Furthermore, I conducted another test by simulating 10,000 active ads, which is 10x the original number. This test was performed within the same DevContainer environment.
- The memory usage increased to around 60MB when idle and 100MB under load.
- The RPS achieved was approximately 17K with a CPU usage of around 300%.
scenarios: (100.00%) 1 scenario, 500 max VUs, 40s max duration (incl. graceful stop):
* default: 500 looping VUs for 10s (gracefulStop: 30s)

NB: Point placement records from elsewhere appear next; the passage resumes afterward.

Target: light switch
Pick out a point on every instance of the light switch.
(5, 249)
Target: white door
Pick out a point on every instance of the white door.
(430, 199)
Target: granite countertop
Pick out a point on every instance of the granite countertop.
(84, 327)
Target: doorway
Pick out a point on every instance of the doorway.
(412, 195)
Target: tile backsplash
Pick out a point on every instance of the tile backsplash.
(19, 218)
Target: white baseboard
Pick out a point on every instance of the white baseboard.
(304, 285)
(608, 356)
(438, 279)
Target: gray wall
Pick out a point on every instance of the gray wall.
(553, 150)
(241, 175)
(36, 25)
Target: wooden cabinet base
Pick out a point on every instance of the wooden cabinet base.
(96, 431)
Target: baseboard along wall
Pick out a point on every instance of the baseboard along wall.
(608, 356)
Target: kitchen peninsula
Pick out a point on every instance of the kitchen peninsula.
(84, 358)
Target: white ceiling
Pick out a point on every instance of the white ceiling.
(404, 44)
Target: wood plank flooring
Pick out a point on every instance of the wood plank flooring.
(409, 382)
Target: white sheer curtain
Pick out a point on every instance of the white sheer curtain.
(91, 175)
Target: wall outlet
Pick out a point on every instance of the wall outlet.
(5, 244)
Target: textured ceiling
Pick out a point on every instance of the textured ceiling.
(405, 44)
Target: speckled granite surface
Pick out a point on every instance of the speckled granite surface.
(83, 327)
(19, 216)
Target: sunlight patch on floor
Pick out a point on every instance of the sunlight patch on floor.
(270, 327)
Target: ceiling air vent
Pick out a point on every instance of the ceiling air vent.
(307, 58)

data_received..................: 627 MB 63 MB/s
data_sent......................: 24 MB 2.4 MB/s
http_req_blocked...............: avg=16.26µs min=291ns med=458ns max=31.37ms p(90)=792ns p(95)=1.08µs
http_req_connecting............: avg=12.05µs min=0s med=0s max=13.32ms p(90)=0s p(95)=0s
http_req_duration..............: avg=28.94ms min=7.95µs med=5.87ms max=382.99ms p(90)=101.56ms p(95)=121.13ms
{ expected_response:true }...: avg=28.94ms min=7.95µs med=5.87ms max=382.99ms p(90)=101.56ms p(95)=121.13ms
http_req_failed................: 0.00% ✓ 0 ✗ 172140
http_req_receiving.............: avg=99.62µs min=3.41µs med=9.29µs max=47.12ms p(90)=23.75µs p(95)=59.62µs
http_req_sending...............: avg=12.92µs min=1.37µs med=2.25µs max=36.39ms p(90)=3.7µs p(95)=7.62µs
http_req_tls_handshaking.......: avg=0s min=0s med=0s max=0s p(90)=0s p(95)=0s
http_req_waiting...............: avg=28.83ms min=0s med=5.82ms max=382.98ms p(90)=101.4ms p(95)=120.94ms
http_reqs......................: 172140 17183.435768/s
iteration_duration.............: avg=29.04ms min=51µs med=5.92ms max=383.01ms p(90)=101.85ms p(95)=121.2ms
iterations.....................: 172140 17183.435768/s
vus............................: 500 min=500 max=500
vus_max........................: 500 min=500 max=500
| Scenario | RPS | CPU Usage | Memory Usage (idle / loaded) | Environment |
|---|---|---|---|---|
| 1,000 Active Ads | 40K | ~200% | 25MB / 50MB | DevContainer (5 cores), MBP M1 Pro 16G |
| 1,000 Active Ads | 60K | ~300% | - | MBP M1 Pro 16G |
| 10,000 Active Ads | 17K | ~300% | 60MB / 100MB | DevContainer (5 cores), MBP M1 Pro 16G |
The architecture is designed to be simple, efficient, and easily scalable by adding additional server nodes. To handle a larger number of ADs, sharding by region (country) can be implemented.
graph TD
DB[Database]
S1["Server (TW)"]
S2["Server (JP)"]
S3["Server (US)"]
M1["Local Cache (TW)"]
M2["Local Cache (JP)"]
M3["Local Cache (US)"]
S1 -->|Write| DB -->|Update| M1
S2 -->|Write| DB -->|Update| M2
S3 -->|Write| DB -->|Update| M3
M1 -->|Cached| S1
M2 -->|Cached| S2
M3 -->|Cached| S3
- CI/CD has been set up with GitHub Actions, and the Docker image is pushed to GitHub Container Registry.
- Deployment is available in
deploymentdirectory, including Docker Compose and Kubernetes.